Deal2Just six words.  Six words at the end of a press release from Georgia Governor Nathan Deal.  But, these six words reveal just how out of touch and mean-spirited our Georgia leadership has become.  Today Governor Deal announced a 3 part plan intended to help rural communities facing closing (and closed) hospitals.   The first piece of his plan will loosen some rules and regulations  to allow hospitals to offer fewer services but remain open.  While certainly not the best solution, keeping emergency rooms and some other services available is a good thing.  Second, is the Rural Hospitals Stabilization Committee (oh, if only it were the Blue Ribbon Rural Hospitals Stabilization Committee – I love a Blue Ribbon Committee!).

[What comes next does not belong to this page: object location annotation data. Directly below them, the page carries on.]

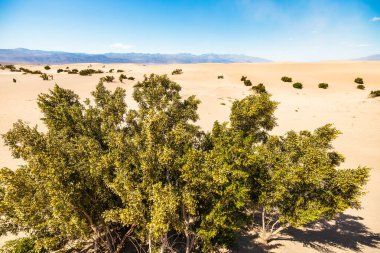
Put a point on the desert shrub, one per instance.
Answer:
(21, 245)
(374, 93)
(177, 72)
(108, 79)
(286, 79)
(260, 88)
(360, 87)
(247, 83)
(323, 85)
(359, 80)
(122, 77)
(297, 85)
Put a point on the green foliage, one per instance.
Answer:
(102, 174)
(177, 72)
(108, 79)
(22, 245)
(88, 72)
(286, 79)
(360, 87)
(359, 80)
(260, 88)
(297, 85)
(374, 93)
(35, 72)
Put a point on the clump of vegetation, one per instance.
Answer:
(374, 93)
(247, 83)
(73, 71)
(88, 72)
(35, 72)
(286, 79)
(360, 87)
(359, 80)
(122, 77)
(108, 79)
(260, 88)
(177, 72)
(46, 77)
(147, 176)
(297, 85)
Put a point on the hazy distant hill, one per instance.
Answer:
(375, 57)
(22, 55)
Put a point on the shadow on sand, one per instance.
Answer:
(347, 232)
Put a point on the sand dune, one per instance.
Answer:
(348, 108)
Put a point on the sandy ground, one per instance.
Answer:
(349, 109)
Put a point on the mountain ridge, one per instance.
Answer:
(23, 55)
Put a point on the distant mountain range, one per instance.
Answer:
(22, 55)
(375, 57)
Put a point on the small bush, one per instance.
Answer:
(323, 85)
(21, 245)
(177, 72)
(108, 79)
(286, 79)
(359, 80)
(44, 77)
(260, 88)
(297, 85)
(360, 87)
(122, 77)
(247, 83)
(374, 93)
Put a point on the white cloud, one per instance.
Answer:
(121, 46)
(362, 45)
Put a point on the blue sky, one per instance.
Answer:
(280, 30)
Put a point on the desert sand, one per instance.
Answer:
(348, 108)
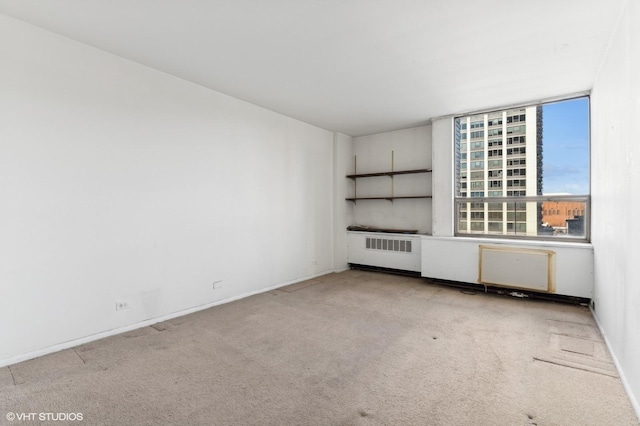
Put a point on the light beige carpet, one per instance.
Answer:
(344, 349)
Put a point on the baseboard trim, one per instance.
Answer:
(108, 333)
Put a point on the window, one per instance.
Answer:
(538, 185)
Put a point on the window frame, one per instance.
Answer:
(463, 200)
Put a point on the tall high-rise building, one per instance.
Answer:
(499, 154)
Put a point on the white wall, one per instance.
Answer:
(121, 183)
(343, 210)
(443, 177)
(615, 205)
(412, 150)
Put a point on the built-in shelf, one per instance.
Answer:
(391, 174)
(387, 198)
(401, 172)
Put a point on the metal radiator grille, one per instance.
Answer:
(388, 244)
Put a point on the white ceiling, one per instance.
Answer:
(354, 66)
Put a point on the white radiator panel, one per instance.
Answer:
(385, 250)
(532, 269)
(457, 259)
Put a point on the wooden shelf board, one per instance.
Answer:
(401, 172)
(388, 198)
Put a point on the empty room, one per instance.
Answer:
(241, 212)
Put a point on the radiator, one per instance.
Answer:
(522, 268)
(395, 251)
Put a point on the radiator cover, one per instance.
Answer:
(385, 250)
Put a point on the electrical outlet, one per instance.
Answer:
(122, 305)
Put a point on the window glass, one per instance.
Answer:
(544, 163)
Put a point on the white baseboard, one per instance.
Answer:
(81, 341)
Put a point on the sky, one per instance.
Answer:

Lastly, The Governor announced that:

To increase the flow of communication between hospitals and the state, Deal is designating an employee within the Department of Community Health to serve as a point person for rural hospitals.

Later in the press release we learn:  “I am confident that these proposals will increase communication between stakeholders and ensure that every Georgian is reasonably close to a health care provider should a need or emergency arise.”

And here is where I got really mad.  “should a need or emergency arise.”  Seriously?  The needs are already there.  Every community needs access to ongoing health care.  Healthcare is not the emergency room.  Healthcare is regular checkups; healthy children visits; immunizations; care for chronic illnesses.  There is no question that needs will arise.  The Governor of any state should understand that consistent and regular preventive treatment is an important the key to a healthy and productive community.

While not the panacea that we’d like it to be, we do have an option that would greatly improve health outcomes and access in rural communities. The Governor could just accept the 100% Federal (thru 2016, 90% after) funding for Medicaid Expansion.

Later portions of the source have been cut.